Developing the new course
In general, the experiment turned out to be a success. "Our students graduated with incredible portfolios and a positive buzz in a time of uncertainty," explains Anthony. "We took the next five months to innovate, test and refine how we would create an online course that mirrored the incredible Shillington on-campus experience."
Then last September, Shillington launched the first online course across three timezones: UK, US East Coast and US West Coast. "These three streams gave us the ability to reach as many people across the world as possible," says Anthony. "We're really excited to have students in all corners of the globe."

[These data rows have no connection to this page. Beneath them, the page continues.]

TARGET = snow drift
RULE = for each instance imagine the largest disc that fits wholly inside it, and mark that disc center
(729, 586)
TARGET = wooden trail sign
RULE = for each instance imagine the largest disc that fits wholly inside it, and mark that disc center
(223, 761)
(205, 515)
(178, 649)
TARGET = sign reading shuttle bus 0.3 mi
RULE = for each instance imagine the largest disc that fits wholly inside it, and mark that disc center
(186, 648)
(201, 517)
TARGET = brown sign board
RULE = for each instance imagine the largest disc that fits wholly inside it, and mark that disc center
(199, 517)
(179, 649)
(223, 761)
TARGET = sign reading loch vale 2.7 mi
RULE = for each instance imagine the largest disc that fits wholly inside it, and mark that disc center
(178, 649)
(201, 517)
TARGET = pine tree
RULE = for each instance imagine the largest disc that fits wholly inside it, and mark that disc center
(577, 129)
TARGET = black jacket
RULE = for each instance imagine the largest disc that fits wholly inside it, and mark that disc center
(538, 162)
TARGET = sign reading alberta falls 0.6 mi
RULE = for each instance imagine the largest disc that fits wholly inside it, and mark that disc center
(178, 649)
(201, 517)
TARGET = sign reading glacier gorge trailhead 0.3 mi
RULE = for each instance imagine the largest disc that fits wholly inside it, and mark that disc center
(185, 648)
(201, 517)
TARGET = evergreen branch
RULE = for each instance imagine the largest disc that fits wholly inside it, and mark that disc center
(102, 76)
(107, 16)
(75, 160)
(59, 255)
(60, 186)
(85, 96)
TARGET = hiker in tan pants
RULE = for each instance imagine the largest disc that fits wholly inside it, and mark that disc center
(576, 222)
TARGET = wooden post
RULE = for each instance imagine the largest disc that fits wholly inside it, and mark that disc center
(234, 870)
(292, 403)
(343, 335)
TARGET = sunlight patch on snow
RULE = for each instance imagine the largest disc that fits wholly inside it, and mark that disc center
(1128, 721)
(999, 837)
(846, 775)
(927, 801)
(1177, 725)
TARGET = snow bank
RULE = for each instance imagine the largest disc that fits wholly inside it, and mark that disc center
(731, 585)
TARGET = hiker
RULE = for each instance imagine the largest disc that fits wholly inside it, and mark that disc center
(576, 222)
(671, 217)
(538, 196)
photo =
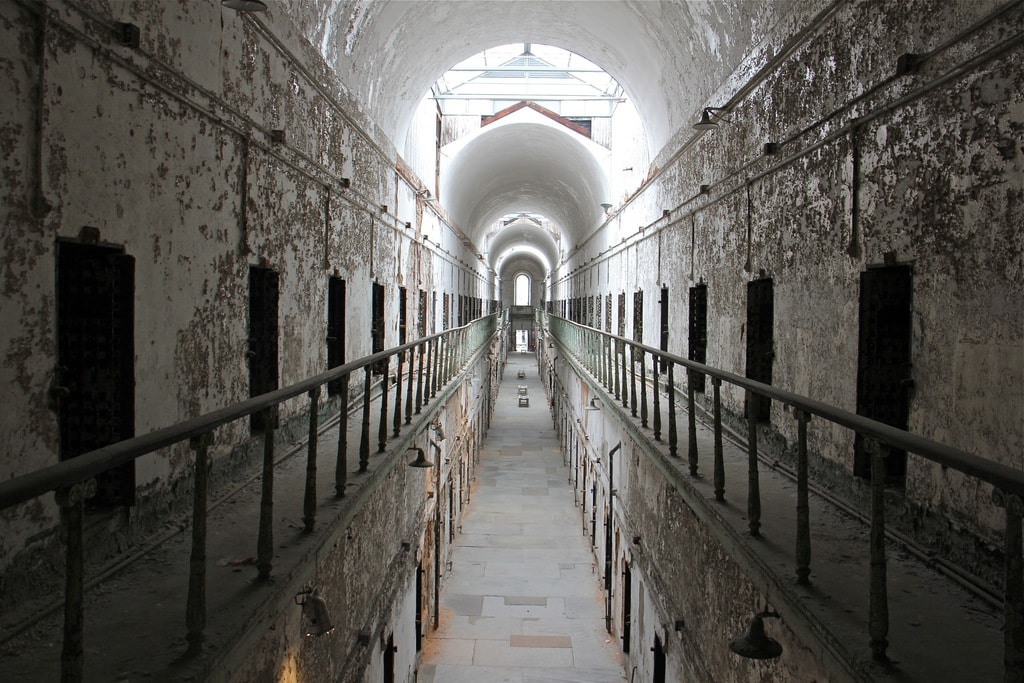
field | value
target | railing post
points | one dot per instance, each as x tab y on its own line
382	426
341	464
72	502
617	376
365	431
633	381
264	544
719	458
409	386
396	421
309	499
196	602
643	388
803	508
878	615
428	377
673	433
753	482
657	403
691	418
419	378
1013	605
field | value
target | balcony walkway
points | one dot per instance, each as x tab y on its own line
522	601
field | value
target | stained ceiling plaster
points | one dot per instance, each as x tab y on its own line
669	56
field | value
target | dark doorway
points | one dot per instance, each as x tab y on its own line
638	315
263	294
760	338
627	605
377	325
402	315
664	340
658	651
419	606
96	359
335	329
884	382
698	330
389	650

A total of 122 students are currently enrolled on this first online course and are due to graduate in July. These are people who wouldn't have been able to take the course otherwise, and they truly represent an international spread: on one stream alone, there are students from California, Texas, Mexico City, Osaka (Japan), Ottawa and Toronto (Canada), Guayacil (Ecuador) and Montego Bay (Jamaica).
"For a very long time, your location largely influenced your access to education," points out Shillington's director of teaching, Shanti Sparrow. "Now a wider group of people have the ability to study, and the global design classroom environment has become beautifully rich and diverse."
Should you study online?
Given her experiences at the height of the Pandemic, Olivia – who works today as creative communications manager at Strategic North – would definitely recommend studying online with Shillington.

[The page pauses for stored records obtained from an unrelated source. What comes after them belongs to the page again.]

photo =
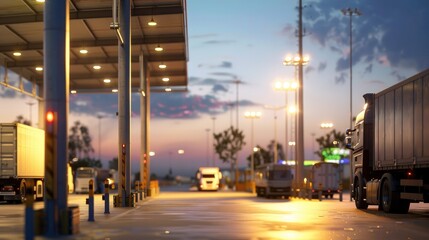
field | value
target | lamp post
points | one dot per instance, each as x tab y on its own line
350	12
252	116
286	86
99	135
275	109
31	114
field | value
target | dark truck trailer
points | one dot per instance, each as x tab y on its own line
390	147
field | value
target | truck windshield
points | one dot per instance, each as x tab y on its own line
279	175
84	173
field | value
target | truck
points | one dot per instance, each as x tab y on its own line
390	147
325	179
208	178
22	161
97	175
273	179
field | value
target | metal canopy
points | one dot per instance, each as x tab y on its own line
21	30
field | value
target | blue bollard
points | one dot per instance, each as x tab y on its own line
106	197
90	201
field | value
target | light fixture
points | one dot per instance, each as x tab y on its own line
152	22
159	48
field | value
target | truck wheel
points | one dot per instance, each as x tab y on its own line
359	194
390	199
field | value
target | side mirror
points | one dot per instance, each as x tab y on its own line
349	143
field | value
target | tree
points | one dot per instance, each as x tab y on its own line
227	144
329	142
79	144
22	120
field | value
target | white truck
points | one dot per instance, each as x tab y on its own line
324	179
22	161
273	180
208	178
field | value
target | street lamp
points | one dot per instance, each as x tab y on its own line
276	108
252	116
350	12
286	86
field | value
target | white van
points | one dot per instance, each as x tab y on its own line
208	178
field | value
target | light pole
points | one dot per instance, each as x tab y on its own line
207	149
286	86
252	116
350	12
31	114
99	135
275	109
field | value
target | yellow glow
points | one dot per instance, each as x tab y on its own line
151	22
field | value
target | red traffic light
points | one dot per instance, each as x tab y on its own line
50	117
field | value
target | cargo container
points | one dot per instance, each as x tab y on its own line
22	161
390	147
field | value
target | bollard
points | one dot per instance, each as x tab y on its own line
106	197
90	201
136	187
141	190
29	214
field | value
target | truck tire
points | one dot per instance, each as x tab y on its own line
359	193
390	198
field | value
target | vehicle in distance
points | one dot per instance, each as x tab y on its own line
208	178
273	180
325	179
389	143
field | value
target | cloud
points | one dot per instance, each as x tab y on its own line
399	42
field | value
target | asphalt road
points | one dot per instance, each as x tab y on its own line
182	213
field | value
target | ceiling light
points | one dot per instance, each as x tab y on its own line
159	48
151	22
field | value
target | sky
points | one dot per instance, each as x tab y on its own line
247	40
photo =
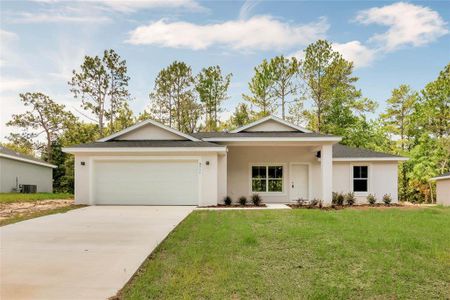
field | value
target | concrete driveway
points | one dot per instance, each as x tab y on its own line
87	253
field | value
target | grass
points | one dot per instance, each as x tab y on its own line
18	197
32	215
377	254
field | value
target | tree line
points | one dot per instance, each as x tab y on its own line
318	92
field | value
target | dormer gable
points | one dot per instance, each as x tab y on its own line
148	130
271	124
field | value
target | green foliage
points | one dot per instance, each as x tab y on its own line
102	85
387	199
19	144
350	199
329	85
242	116
172	100
260	88
212	88
285	84
44	117
371	199
256	199
227	200
242	200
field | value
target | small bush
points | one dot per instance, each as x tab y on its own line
314	202
340	199
227	200
334	198
371	199
301	201
350	199
256	199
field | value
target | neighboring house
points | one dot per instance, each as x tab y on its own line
443	189
152	164
18	169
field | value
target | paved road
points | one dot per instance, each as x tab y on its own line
87	253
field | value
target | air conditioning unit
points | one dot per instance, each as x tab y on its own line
28	188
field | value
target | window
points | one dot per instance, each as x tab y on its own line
267	179
360	178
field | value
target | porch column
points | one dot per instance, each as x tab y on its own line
326	167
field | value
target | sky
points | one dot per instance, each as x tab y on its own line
42	41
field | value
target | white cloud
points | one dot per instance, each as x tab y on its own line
247	8
133	5
9	84
408	24
260	32
356	52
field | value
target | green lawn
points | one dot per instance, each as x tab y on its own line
378	254
37	214
18	197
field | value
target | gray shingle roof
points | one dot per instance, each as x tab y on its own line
146	143
12	153
342	151
203	135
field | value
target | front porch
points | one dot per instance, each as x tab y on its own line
279	174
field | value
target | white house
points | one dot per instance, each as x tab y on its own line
19	171
443	189
152	164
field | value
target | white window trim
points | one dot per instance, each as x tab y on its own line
369	179
283	179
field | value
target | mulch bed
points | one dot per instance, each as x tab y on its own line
233	206
356	206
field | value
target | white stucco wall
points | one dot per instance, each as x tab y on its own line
382	179
26	173
443	191
209	191
270	125
240	159
150	132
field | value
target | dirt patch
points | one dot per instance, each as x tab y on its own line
8	210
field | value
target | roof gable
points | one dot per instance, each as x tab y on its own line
271	124
149	130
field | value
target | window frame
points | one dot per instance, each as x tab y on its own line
352	178
267	179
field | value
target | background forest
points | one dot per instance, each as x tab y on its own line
318	92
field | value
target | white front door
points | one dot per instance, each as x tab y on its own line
299	182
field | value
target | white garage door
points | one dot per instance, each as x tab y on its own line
136	182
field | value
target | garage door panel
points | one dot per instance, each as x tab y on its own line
146	182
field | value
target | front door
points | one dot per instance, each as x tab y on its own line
299	182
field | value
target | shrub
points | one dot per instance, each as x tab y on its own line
256	199
334	198
350	199
371	199
301	201
314	202
227	200
340	199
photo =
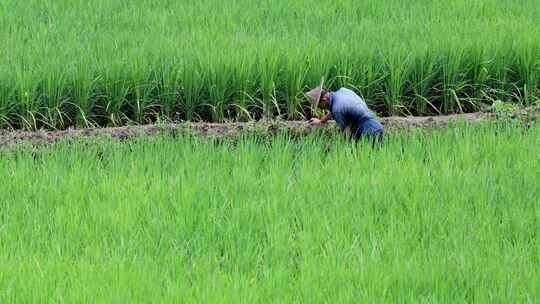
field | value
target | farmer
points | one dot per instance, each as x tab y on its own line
348	110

"From my experience, it's clear that Shillington can still offer an immersive teaching experience online," she explains. "I believe that if you can successfully complete Shillington virtually, then it sets you up with valuable independent working skills that are now more critical than ever."
It's one thing presenting your design concepts in a face-to-face setting, and another doing so online, she points out. "So reflecting on my experience, despite it being stressful, I'm actually pleased I had to adapt rapidly to this with the guidance of Shillington. Since completing the course, I now have confidence in pitching my design ideas physically and virtually at my current employment. I'm ready for whatever else this crazy world throws at us!"
Online study tips
Finally, what tips would Olivia offer to students studying online? "One main piece of advice I would give is to keep a routine," she responds. "A lot of the time, there's a feeling of not really 'finishing' for the day, like you would if you were leaving a classroom. So, I'd suggest being disciplined in having that wind-down time after a session. It's tempting to continue working on your brief after class. But you can get burnt out very easily, which affects your quality of work and creativity."
Time management of work and prioritising tasks are also essential. "Organisation and setting your own deadlines are extremely important for Shillington, especially if it's online. Even just leaving one project until the last minute can set off a domino effect with your other briefs, meaning your design ability and skill may not be truly reflected in your final outputs."
Olivia concludes: "The Shillington experience is a roller-coaster, so having those 'off days' is going to be natural. However, if you're organised enough to allow for those days, then it does your stress levels and well-being a world of good. Invest in the time to plan your week with to-do lists, realistic deadlines, and even sounding out your plans to your peers. It will pay time and emotional dividends in the long run."